Today, we filed comments reaffirming our request to have the FCC conduct geographic trials to oversee the final transition away from the legacy POTS infrastructure that has served this country for more than 100 years. I say the “final transition” because the reality is that the vast majority of consumers have already made this transition. As US Telecom ably documented in its Switched Voice Non-Dominance Petition, the number of consumers who connect to the POTS infrastructure and the use of that infrastructure have plummeted in the last decade. Consumer access lines and minutes of use (MOUs) are down +70% from peak totals as more and more consumers switch to VoIP alternatives (offered by companies who have physical networks as well as over-the-top virtual network service providers), wireless services and other forms of digital communications.
I was fascinated by some of the numbers that US Telecom cited in its petition compared to what we have seen on our side of the POTS business. At the end of 2011, AT&T had just under 19 million consumer switched access lines in service (a nearly 16% decline from YE2010). If that rate of decline continued in 2012 (we will know when our annual report comes out in March), we could cross under 16 million consumer switched access lines in 2012. Skype, on other hand, reported over 20 million US users in 2010 and that business is growing.
These numbers are staggering, but not really surprising. My kids range in age from 16 to 21. I asked them the last time they actually had a conversation on the landline phone in our house to talk to one of their friends (as opposed to wishing Grandma a happy birthday). They laughed. That is a long way of explaining what I mean when I say we need to begin the final transition. One of my colleagues called it “transitioning the last adopters.” That makes sense to me. Even baseball – the sport that cherishes its long-held traditions – has decided to transition away from POTS for its calls to the bullpen.
Why do we have to finish this transition?

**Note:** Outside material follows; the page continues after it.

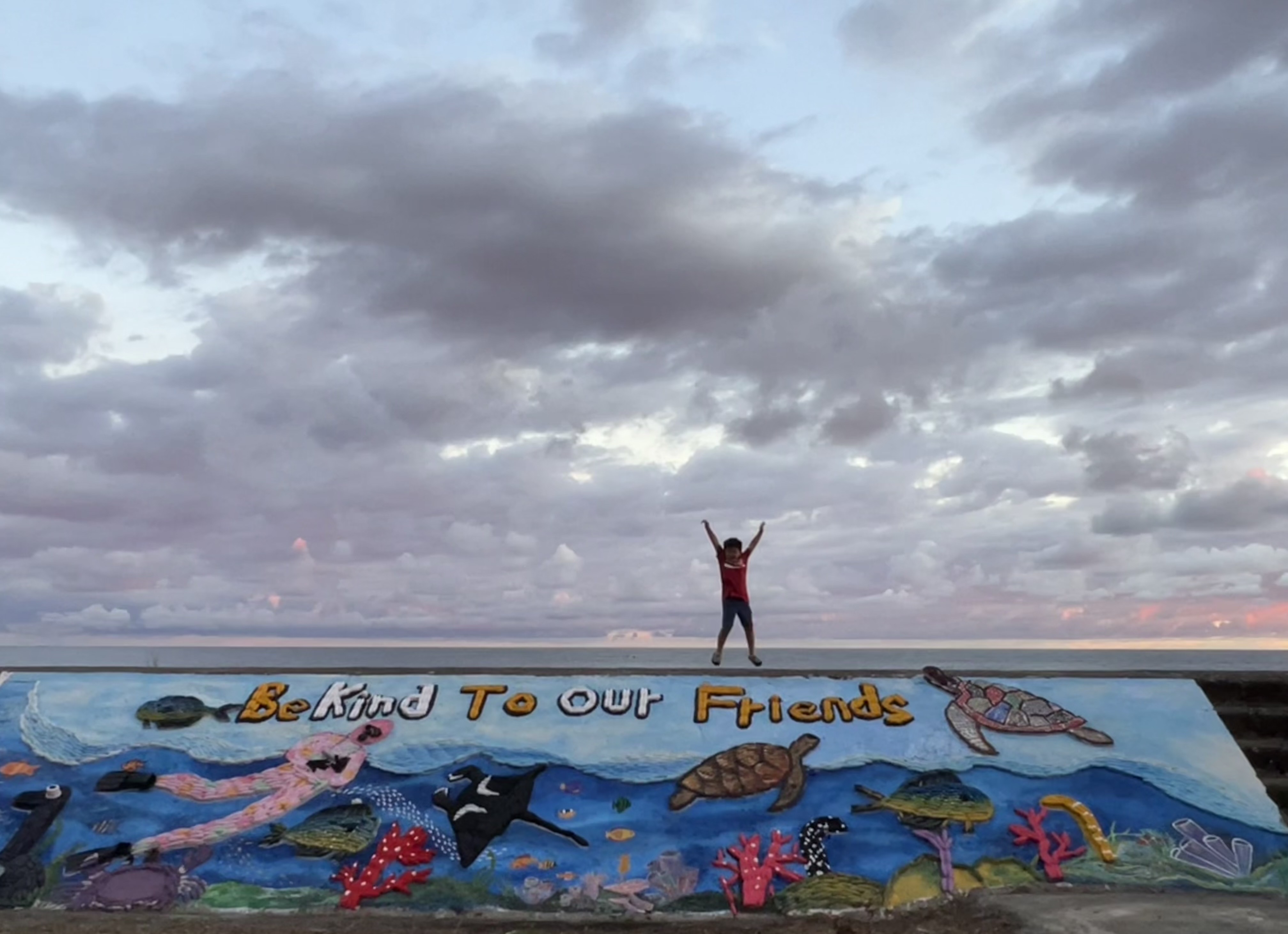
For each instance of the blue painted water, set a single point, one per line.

As the FCC continues the implementation of the National Broadband Plan, it is critically important to maximize the amount of private capital that goes into the construction of broadband infrastructure. We know from experience that universal service dollars are insufficient to completely close the broadband gap identified in the Plan. We also know that as consumers and subsidies (implicit and explicit) move away from POTS infrastructure into broadband, the burden of retaining dual infrastructures is unsustainable. The National Broadband Plan examined this dilemma at length and concluded that to “require certain carriers to maintain POTS – a requirement that is not sustainable – [would] lead to investments in assets that could be stranded.” To put it another way – any dollar spent on maintaining a POTS infrastructure is a dollar not being spent on broadband.

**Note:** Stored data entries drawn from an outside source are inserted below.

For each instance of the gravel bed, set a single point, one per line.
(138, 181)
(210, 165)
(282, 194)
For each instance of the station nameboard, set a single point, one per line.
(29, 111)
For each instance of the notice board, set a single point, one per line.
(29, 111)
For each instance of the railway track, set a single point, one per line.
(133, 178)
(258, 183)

But in conducting that transition, we know that none of those “last adopters” can be left behind. That is important to everyone involved – which brings me back to our petition. In order to ensure that this IP transition occurs as smoothly as it can, we requested that the FCC open a proceeding to oversee some trials of this IP transition to capture and address the operational, technical and policy issues that necessarily will arise as we go through the process of retiring and transitioning away from TDM technology and services. Some folks argue it is not necessary. They either want to pretend that this transition is not really happening or that it will work better in a technical and policy “free-for-all.”

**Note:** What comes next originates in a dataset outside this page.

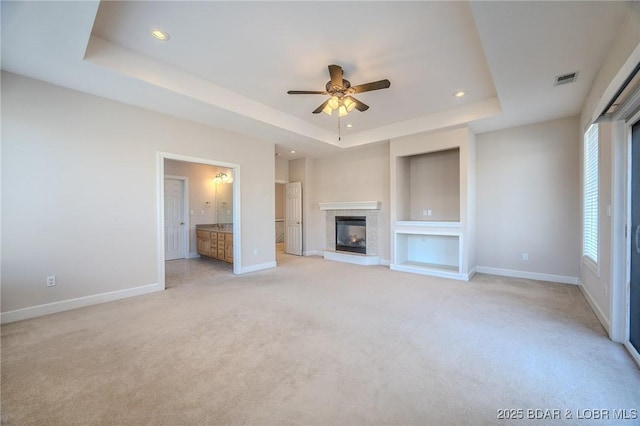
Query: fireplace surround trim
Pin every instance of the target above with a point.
(351, 205)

At AT&T, we respectfully disagree. We aren’t smart enough to know all of the issues we will face in executing this transition, and the idea of a trial run to identify these issues and resolve them seems to us to be most responsible way to effectuate this transition. As we see it, the only two real questions raised by our petition are: 1) does the FCC have the authority to remove the legal and regulatory impediments to retire legacy technology?; and 2) doesn’t it make sense to do a limited geographic trial of this transition to put in place the framework that allows us to complete this transition in the least disruptive way possible? We obviously think the answer to each of those questions is a resounding yes. Now, we will see what everyone else thinks.